An old blog post about software shortcuts is suddenly serving fresh comment-section chaos. The writer’s big confession is simple: tools that promise to hide database work often create even bigger messes, especially once projects get large, slow, and full of weird business rules. In plain English, the supposed “easy mode” can turn into a maze, and the author’s conclusion is blunt: if you still need to understand the database anyway, just learn SQL — the language used to talk to databases directly.
But the real fireworks are in the replies. One camp treated the post like a timeless truth bomb. The funniest slam came from a commenter who basically said the story of tech is people getting mad they still have to learn things: in 2014 it was SQL, and by 2026 it’s anything at all. Another fan-favorite joke turned the whole database wars saga into a rom-com punchline: “NoSQL taught me to love SQL.” Ouch.
Still, not everyone was ready to throw the shortcut tools in the trash. One commenter argued that writing raw database commands can be annoying because editors often don’t catch mistakes well, so middle-ground tools can still help. Another swooped in with a nerdy-but-spicy correction, noting that one old recommendation in the article has aged badly because newer database features replaced it. And then, because the internet can never resist going further, one chaos agent suggested skipping SQL too and diving straight into even lower-level systems. Classic comments: half debate club, half stand-up set.
Key Points
- •The author concludes that ORMs should augment SQL rather than replace it.

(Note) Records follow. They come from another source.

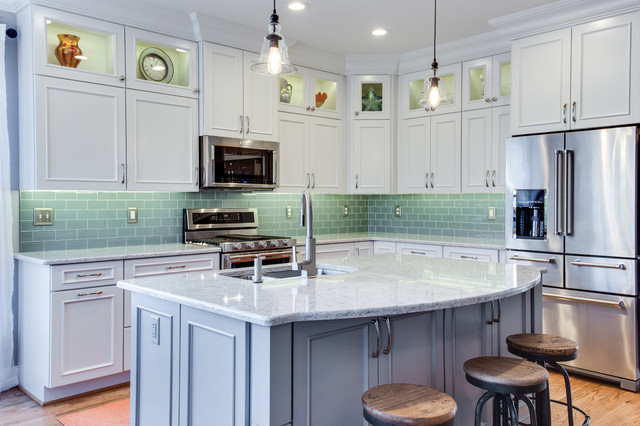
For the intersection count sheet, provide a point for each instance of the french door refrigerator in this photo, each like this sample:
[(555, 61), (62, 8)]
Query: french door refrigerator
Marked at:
[(571, 206)]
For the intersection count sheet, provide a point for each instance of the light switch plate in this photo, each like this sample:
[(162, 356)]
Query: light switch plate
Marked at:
[(42, 216)]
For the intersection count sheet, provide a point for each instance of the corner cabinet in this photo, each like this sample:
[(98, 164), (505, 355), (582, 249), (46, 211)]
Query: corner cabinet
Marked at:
[(236, 102), (560, 83)]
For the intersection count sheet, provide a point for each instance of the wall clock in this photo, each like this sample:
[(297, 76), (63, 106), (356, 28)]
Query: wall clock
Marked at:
[(155, 65)]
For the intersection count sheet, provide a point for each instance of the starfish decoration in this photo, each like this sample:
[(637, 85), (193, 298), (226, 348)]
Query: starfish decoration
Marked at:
[(371, 101)]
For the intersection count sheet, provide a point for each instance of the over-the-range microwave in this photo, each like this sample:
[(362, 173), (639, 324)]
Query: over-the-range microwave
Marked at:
[(240, 164)]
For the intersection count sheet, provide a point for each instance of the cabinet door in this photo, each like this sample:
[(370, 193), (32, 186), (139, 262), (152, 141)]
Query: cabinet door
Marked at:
[(86, 334), (445, 153), (80, 135), (162, 142), (605, 95), (260, 97), (414, 146), (326, 155), (294, 152), (541, 82), (332, 367), (372, 156), (222, 92)]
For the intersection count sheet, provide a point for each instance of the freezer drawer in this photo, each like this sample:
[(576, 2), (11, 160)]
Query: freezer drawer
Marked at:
[(553, 262), (601, 274), (605, 328)]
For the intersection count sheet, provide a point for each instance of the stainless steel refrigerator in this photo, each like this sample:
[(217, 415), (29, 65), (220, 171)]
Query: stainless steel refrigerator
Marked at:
[(571, 206)]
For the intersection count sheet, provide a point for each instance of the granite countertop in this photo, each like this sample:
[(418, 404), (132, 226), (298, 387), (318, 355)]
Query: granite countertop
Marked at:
[(385, 284)]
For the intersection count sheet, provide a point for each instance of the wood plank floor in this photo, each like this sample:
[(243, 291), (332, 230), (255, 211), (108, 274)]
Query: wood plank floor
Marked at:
[(606, 403)]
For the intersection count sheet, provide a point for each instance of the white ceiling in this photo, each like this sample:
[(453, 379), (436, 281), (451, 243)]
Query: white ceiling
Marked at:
[(344, 26)]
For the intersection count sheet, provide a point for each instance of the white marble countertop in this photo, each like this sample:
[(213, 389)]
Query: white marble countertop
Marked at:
[(384, 284), (58, 257)]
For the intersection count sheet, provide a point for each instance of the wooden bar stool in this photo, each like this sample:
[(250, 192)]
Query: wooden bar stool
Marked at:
[(548, 349), (407, 404), (502, 377)]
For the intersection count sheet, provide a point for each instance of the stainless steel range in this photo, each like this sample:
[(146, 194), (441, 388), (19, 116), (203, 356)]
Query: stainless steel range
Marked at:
[(235, 231)]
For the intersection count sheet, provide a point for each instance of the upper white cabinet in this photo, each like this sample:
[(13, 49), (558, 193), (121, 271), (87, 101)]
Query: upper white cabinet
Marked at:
[(411, 89), (487, 82), (371, 97), (580, 77), (236, 101), (429, 154), (312, 92), (484, 134)]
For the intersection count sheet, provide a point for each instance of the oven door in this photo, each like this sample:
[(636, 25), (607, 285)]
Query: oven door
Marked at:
[(244, 260)]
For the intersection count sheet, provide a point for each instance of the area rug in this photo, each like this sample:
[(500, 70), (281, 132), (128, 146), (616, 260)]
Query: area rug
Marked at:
[(112, 414)]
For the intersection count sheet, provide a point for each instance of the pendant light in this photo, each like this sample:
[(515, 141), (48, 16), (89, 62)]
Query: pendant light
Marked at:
[(432, 90), (274, 58)]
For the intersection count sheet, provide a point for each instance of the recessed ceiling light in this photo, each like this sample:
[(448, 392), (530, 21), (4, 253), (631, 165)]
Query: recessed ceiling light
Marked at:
[(380, 32), (298, 5)]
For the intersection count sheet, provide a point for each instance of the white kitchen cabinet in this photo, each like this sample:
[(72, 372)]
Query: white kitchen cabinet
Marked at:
[(236, 102), (303, 92), (411, 89), (371, 164), (429, 154), (484, 134), (487, 82), (312, 153), (560, 83), (162, 142)]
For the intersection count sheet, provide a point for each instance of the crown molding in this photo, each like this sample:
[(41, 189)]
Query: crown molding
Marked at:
[(560, 14)]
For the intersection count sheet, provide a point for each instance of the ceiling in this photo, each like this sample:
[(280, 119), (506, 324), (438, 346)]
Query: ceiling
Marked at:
[(344, 26)]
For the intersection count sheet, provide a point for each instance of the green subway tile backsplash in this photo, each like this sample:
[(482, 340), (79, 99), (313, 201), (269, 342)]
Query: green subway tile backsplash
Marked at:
[(97, 219)]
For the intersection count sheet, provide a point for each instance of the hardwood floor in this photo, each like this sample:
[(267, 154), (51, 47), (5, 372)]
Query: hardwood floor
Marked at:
[(606, 403)]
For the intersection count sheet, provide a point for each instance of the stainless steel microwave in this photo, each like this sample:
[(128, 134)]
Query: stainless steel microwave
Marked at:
[(240, 164)]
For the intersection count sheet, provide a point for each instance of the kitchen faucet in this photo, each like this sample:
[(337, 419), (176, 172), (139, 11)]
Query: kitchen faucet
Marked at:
[(307, 266)]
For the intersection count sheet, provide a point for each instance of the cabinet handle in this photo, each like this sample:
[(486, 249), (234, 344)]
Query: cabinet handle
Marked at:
[(388, 348), (377, 352), (89, 294)]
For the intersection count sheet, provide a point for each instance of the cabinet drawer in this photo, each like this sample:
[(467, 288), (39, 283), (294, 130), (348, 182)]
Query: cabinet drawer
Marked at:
[(171, 265), (83, 275)]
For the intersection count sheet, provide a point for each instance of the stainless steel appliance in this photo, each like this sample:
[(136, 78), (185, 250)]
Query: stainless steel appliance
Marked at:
[(242, 164), (571, 206), (235, 231)]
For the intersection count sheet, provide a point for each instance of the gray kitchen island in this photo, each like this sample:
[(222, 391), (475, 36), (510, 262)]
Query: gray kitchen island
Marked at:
[(214, 348)]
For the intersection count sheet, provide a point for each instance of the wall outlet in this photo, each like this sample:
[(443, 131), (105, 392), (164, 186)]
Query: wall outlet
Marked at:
[(43, 216), (132, 215)]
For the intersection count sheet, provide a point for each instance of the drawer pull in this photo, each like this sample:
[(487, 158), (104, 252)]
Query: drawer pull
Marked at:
[(177, 267), (598, 265), (89, 294), (532, 259), (619, 304)]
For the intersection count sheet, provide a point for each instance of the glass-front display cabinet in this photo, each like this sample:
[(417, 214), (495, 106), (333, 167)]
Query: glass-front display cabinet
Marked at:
[(371, 97), (77, 47), (412, 87), (487, 82), (315, 92), (160, 63)]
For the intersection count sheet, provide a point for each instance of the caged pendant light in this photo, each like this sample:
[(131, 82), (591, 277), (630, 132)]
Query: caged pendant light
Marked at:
[(432, 91), (274, 58)]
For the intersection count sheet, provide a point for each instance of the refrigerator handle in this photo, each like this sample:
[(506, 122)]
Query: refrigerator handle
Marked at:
[(557, 184), (568, 191)]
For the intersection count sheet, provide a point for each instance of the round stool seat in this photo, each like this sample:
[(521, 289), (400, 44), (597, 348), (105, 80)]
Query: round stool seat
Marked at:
[(408, 404), (544, 345), (506, 375)]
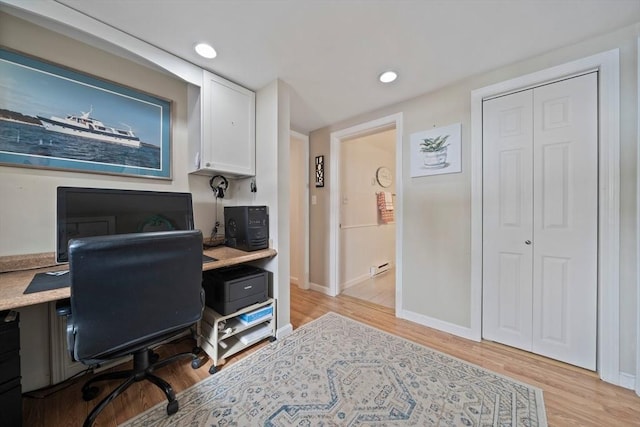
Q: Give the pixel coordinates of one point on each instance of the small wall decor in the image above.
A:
(319, 171)
(436, 151)
(384, 176)
(57, 118)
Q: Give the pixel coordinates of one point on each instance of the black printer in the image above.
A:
(230, 289)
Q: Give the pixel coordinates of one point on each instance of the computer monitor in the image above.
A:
(85, 212)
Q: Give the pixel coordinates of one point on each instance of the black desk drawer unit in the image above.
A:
(10, 387)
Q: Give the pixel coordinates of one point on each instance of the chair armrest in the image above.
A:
(63, 307)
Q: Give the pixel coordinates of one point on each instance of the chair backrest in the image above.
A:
(131, 290)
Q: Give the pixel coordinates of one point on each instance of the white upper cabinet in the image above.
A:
(221, 128)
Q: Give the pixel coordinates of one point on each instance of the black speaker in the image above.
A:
(246, 227)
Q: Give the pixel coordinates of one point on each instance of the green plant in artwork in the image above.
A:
(431, 145)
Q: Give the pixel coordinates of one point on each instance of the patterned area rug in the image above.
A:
(335, 371)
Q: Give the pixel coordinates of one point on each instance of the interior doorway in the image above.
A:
(299, 209)
(367, 220)
(363, 184)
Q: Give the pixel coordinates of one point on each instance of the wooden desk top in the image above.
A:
(13, 283)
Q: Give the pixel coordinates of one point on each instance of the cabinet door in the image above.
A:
(228, 144)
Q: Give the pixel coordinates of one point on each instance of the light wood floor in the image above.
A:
(573, 397)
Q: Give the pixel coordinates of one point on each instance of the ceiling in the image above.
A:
(331, 52)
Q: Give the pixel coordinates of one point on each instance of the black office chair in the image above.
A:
(129, 292)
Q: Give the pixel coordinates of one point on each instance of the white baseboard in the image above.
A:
(627, 381)
(346, 285)
(284, 331)
(319, 288)
(438, 324)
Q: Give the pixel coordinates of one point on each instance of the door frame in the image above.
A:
(303, 281)
(334, 197)
(608, 65)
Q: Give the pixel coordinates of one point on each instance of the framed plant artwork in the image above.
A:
(436, 151)
(57, 118)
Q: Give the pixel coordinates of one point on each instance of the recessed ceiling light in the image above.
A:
(388, 76)
(205, 50)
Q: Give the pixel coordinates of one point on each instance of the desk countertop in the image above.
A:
(13, 283)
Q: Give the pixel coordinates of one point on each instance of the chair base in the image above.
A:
(143, 367)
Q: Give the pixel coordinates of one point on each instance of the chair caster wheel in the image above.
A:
(90, 393)
(172, 407)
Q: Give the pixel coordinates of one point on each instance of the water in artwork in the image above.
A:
(39, 144)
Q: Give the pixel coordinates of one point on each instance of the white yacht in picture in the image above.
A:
(87, 127)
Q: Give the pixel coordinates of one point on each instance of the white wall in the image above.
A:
(364, 240)
(437, 209)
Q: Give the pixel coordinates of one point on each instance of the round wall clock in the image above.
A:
(384, 176)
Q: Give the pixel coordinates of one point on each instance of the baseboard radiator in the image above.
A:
(376, 270)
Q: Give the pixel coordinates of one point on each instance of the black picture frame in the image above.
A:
(319, 171)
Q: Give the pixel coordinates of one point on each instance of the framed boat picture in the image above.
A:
(57, 118)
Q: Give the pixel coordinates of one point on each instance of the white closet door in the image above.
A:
(540, 230)
(507, 219)
(565, 159)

- •The article is based on roughly 30 months of experience working with PostgreSQL and SQLite through SQLAlchemy and Hibernate.
- •It identifies practical ORM issues including partial objects, attribute creep, foreign-key-driven joins, and data retrieval inefficiency.
- •The author reports that adding explicit projections to ORM queries reduced some runtimes from minutes to seconds.
- •The article says complex or performance-sensitive querying often works better with direct SQL, including features such as window functions.